What are good off-the-shelf distributed databases? We looked at MongoDB but it wasn't worth giving up SQL. To reiterate the no free lunch point, no one has figured out how to outsmart the CAP theorem yet, so all you can do is design around it.
I work for them so take with a pinch of salt, but Oracle DB. It gives you a fully multi-master horizontally scalable database with ACID transactions (not sharding), full SQL, elastic scalability, built in queues, JavaScript stored procs, automatic REST API construction, many other features. Its pricing is competitive with a cloud hosted Postgres, believe it or not (the clouds are making a lot of money off customers who are wedded to Postgres). I work through some of the numbers for an extreme case here [1].
Behind the scenes, the way it works is by combining software tricks with special hardware. You rent a (part of a) database cluster. The cluster is running on high end hardware running customized kernels, with a private Infiniband RDMA-capable interconnect between the nodes separate from the front-side network that clients connect with. A lock manager coordinates ownership of data blocks, which can be read either from disk nodes or directly out of the RAM of other database nodes. So if one node reads a block then writes to it, the only thing written to disk immediately is the transaction log. If another node then needs to write to that block, it's transferred directly over the interconnect using RDMA to avoid waiting on the remote CPU, the disk is never touched. Dirty blocks are written back to disk asynchronously. The current transaction counter is also poked directly into remote nodes via RDMA.
In the latest versions the storage nodes can also do some parts of query processing using predicate push-down, so the amount of data to be transferred over the interconnect is also lowered. The client drivers understand all the horizontal scalability stuff and can failover between nodes transparently, so the whole setup is HA. A node can die and the cluster will continue, including open transactions.
If you need to accelerate performance further you can add read-through coherent cache nodes. These act as proxies and integrate with the block ownership system to do processing locally.
Other than financial reasons (I own some stock), I've started making this argument here on HN because it's unintuitive but correct, which is just enjoyable. A lot of people in the startup world don't realize any of the above, thinking that horizontally scalable fully coherent SQL databases either don't exist or have severe caveats. E.g. one reply to you suggests FoundationDB which is great, but it's a KV store and not a SQL database.
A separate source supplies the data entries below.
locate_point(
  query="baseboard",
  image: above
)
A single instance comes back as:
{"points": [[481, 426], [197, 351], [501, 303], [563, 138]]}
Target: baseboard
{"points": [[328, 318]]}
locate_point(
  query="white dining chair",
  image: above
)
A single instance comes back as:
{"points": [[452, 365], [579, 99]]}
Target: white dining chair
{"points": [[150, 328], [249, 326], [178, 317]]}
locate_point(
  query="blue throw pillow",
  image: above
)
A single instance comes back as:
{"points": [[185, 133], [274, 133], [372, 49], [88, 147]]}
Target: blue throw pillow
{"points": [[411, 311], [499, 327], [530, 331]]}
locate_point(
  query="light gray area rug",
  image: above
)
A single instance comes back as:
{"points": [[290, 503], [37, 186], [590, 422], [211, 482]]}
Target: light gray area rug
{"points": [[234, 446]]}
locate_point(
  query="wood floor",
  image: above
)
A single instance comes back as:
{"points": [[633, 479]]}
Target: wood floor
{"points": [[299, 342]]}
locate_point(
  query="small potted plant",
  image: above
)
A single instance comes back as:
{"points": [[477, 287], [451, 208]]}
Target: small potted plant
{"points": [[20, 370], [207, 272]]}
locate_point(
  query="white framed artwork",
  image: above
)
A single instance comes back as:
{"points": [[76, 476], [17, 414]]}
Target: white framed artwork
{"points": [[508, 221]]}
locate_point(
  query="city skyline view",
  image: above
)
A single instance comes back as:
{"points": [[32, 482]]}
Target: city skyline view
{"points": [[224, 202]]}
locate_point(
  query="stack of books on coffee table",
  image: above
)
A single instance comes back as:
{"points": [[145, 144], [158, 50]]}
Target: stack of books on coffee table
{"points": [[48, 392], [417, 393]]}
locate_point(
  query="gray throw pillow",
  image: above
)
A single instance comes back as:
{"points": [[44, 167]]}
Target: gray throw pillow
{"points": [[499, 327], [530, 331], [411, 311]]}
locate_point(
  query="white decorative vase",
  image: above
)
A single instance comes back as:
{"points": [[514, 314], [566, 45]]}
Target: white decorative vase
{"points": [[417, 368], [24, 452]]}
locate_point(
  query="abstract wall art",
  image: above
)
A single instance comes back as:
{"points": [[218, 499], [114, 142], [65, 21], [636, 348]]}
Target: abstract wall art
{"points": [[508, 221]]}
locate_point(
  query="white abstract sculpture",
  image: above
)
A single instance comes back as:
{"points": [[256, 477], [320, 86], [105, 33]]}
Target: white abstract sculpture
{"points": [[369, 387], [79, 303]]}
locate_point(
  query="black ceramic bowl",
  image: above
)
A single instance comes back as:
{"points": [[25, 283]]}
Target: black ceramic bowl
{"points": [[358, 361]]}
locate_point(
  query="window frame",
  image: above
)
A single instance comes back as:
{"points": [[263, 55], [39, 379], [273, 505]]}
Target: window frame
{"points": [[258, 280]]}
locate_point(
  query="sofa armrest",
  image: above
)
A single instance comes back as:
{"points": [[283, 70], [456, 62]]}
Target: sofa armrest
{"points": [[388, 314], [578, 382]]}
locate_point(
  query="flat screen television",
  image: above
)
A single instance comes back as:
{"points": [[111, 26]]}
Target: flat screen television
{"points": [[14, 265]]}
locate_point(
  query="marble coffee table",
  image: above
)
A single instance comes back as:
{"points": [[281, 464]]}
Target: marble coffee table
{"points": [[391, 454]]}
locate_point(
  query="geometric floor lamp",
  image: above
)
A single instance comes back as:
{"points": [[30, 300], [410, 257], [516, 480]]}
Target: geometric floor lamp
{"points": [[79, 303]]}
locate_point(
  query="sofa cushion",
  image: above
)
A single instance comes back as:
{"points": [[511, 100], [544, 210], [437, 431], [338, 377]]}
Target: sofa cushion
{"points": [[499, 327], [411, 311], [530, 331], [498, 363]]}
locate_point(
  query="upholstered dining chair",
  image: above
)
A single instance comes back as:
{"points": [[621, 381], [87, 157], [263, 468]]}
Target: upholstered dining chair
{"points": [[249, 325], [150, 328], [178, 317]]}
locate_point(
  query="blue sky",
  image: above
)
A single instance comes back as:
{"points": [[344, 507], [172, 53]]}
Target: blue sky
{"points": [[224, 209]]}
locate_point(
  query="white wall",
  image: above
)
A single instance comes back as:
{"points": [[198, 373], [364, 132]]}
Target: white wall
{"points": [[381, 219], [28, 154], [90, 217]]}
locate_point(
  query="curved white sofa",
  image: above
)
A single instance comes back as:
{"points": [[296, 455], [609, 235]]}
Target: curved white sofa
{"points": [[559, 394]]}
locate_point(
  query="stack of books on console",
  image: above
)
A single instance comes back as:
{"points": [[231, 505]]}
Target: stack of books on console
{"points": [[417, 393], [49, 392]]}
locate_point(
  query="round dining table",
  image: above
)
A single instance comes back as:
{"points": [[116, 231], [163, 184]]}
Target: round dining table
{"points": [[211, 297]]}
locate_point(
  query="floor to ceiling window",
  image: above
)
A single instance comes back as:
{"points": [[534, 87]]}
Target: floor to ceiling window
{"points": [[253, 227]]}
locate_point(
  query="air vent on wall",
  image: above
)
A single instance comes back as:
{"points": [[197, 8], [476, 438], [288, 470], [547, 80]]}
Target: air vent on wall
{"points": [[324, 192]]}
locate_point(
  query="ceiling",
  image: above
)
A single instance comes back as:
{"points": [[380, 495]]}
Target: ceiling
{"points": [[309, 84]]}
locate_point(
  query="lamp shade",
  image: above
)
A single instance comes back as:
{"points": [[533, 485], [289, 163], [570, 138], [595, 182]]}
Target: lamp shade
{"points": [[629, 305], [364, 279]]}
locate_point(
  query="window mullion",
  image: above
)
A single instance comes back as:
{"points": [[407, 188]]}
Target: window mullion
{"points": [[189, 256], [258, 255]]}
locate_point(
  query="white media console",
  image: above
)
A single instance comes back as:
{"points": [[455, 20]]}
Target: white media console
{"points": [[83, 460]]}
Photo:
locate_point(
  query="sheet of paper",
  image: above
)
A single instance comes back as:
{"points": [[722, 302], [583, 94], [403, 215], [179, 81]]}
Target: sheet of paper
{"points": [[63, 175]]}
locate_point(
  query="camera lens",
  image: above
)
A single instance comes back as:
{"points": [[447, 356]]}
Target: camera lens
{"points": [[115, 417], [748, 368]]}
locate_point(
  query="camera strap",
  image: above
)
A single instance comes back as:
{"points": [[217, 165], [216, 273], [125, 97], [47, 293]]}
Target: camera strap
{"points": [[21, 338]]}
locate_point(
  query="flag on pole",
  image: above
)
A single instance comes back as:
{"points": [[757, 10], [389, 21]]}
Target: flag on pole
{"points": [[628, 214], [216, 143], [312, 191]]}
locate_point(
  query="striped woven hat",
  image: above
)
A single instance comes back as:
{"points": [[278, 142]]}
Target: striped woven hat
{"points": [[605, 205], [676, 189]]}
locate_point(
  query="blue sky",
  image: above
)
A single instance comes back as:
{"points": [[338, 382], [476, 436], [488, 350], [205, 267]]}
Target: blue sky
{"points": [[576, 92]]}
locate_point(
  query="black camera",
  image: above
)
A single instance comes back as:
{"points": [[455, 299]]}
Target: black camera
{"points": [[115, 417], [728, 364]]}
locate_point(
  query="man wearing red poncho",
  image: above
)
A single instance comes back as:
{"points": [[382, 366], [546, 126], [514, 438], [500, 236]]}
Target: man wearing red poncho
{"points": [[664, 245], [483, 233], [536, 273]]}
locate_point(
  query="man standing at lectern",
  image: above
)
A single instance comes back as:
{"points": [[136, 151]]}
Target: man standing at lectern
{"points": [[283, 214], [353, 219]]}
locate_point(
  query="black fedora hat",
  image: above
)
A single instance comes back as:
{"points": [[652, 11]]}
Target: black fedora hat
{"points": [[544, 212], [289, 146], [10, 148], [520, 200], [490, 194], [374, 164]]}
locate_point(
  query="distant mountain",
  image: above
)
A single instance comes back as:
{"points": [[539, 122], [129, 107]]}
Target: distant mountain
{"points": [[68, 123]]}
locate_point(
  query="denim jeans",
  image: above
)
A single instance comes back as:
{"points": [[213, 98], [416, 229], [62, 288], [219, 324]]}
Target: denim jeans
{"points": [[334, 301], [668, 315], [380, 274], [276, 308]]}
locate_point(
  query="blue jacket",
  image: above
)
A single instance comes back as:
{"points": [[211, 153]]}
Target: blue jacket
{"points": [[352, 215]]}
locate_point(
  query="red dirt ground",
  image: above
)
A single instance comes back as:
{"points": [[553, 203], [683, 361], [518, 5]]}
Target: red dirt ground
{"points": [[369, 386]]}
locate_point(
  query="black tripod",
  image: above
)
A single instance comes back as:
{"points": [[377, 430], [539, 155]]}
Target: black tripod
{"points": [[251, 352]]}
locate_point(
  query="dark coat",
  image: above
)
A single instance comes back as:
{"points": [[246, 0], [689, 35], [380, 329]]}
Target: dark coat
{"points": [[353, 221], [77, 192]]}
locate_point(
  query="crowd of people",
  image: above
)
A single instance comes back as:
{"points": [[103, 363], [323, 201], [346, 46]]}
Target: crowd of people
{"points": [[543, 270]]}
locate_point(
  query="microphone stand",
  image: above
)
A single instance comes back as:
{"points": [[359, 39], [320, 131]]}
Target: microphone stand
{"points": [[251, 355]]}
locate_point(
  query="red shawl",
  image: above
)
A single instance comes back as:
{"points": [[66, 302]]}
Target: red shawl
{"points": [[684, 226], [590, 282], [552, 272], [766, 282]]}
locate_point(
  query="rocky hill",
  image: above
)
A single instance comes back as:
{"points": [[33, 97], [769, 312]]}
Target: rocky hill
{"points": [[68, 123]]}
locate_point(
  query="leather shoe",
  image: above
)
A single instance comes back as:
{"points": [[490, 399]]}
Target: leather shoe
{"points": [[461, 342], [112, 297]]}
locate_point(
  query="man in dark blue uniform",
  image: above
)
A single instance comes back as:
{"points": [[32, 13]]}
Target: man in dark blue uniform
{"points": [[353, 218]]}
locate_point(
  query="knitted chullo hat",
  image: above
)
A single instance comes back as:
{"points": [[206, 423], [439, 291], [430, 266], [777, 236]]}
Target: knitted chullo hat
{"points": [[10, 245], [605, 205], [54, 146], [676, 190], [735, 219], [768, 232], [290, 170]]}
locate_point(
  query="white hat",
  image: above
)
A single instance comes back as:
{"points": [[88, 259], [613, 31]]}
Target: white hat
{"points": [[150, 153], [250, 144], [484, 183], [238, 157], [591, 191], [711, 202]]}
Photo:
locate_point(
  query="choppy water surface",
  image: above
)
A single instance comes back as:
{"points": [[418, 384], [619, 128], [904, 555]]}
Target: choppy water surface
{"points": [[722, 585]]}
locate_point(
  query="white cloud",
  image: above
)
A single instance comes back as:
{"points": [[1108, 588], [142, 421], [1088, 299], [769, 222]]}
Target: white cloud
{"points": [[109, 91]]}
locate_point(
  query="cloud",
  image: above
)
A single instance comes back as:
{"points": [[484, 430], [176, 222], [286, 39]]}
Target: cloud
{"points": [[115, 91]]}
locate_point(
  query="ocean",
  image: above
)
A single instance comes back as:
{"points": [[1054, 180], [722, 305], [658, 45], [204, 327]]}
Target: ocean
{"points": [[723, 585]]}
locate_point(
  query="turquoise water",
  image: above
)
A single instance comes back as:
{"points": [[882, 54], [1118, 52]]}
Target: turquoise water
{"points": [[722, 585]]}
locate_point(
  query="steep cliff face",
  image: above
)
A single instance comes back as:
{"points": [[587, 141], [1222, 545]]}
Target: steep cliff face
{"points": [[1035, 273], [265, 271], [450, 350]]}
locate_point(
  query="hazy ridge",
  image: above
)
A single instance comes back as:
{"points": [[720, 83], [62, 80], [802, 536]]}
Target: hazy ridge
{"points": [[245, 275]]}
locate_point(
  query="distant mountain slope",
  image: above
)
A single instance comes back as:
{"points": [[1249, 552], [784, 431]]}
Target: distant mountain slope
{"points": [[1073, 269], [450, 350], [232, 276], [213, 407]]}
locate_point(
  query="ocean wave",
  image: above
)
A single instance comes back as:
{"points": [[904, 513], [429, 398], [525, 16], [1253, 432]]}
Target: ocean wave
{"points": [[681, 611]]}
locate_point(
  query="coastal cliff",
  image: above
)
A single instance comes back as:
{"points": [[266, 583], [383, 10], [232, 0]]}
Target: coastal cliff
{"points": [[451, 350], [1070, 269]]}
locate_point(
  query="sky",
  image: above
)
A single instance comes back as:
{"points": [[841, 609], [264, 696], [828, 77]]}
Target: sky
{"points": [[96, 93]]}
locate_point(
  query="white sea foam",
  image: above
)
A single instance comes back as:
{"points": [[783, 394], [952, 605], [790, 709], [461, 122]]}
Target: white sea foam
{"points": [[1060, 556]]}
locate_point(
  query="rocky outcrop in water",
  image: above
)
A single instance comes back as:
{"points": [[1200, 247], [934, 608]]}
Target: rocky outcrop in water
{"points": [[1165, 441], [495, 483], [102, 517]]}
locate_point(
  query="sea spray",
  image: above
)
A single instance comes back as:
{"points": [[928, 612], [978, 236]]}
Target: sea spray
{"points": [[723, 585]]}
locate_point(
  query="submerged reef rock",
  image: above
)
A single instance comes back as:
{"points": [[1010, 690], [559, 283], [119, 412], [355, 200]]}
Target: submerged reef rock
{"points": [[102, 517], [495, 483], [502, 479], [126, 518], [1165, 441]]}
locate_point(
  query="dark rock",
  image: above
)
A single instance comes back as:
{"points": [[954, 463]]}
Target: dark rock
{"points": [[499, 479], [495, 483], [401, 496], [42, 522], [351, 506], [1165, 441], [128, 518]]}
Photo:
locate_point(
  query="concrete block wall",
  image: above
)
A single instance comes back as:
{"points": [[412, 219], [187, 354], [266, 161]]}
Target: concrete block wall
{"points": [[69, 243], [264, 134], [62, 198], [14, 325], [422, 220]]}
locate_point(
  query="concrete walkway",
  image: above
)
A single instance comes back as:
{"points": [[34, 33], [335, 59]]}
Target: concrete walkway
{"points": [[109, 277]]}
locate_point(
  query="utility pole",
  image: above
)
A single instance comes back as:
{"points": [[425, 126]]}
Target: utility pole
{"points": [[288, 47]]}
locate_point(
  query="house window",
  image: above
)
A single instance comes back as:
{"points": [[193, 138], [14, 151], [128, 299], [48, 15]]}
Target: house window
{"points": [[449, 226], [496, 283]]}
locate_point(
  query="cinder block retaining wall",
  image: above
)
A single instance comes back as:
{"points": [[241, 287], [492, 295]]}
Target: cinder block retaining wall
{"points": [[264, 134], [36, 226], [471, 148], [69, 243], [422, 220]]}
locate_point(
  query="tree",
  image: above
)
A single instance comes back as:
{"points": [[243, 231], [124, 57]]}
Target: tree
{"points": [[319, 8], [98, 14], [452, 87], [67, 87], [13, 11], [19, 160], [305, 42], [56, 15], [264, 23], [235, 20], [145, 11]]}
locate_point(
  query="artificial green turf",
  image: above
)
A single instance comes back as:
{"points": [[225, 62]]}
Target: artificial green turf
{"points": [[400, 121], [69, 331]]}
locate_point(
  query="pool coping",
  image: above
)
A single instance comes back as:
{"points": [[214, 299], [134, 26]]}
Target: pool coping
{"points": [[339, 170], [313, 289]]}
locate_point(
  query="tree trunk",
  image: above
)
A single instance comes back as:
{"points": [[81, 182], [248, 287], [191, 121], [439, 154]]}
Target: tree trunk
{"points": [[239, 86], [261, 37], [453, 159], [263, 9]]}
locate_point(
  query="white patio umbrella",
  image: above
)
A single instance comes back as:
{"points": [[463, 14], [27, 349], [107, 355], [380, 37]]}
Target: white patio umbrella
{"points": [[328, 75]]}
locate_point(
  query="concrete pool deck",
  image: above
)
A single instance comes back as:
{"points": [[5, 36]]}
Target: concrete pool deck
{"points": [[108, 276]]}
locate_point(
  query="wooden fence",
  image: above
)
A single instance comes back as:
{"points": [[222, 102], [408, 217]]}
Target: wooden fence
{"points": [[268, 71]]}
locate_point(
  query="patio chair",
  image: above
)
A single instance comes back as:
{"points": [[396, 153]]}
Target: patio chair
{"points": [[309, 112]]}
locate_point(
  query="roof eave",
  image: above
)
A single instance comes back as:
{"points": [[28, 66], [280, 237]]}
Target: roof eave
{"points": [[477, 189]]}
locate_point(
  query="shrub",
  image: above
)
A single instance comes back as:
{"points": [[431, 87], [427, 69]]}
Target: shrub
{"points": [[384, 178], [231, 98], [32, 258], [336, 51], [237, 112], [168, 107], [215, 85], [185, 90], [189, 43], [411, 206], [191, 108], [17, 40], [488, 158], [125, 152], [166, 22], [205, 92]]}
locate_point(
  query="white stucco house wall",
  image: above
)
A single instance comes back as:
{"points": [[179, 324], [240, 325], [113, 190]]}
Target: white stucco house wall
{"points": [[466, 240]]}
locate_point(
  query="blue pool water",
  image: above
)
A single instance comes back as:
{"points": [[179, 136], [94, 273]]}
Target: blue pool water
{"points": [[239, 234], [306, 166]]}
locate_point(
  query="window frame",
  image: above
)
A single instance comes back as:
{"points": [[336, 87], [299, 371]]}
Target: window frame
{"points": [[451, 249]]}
By the end of the day it’s not black or white there are trade offs. So special hardware is simply a no go zone for me. What happens if you want to leave the cloud and host on premises its the activation of the lock-in mechanism. Thanks I can manage one solution or another using one of the open source technologies. It’s all trade offs.
You don't have to use the special hardware, it's just faster and easier if you do. And you the customized hardware deal pre-dates the cloud: you can buy the pre-built racks and have them wheeled into a self-hosted datacenter if you want. That's called ExaData.
But if you want to run the DB on your own VMs or bare metal, you can do that. It doesn't have any DRM so from time to time you'll be expected to run some scripts that check your usage and reports back, to ensure you've been paying for what you use. But otherwise it's operationally no different to an open source DB.
The open source aspect makes a difference in terms of who you pay for support (if anyone), what quality of support you get, things like that.
Well, no moreso than for any other RDBMS. It implements standard SQL, exporting your data is easy. The only lockin comes from using features that other databases don't have, but that tradeoff exists with any kind of software including open source.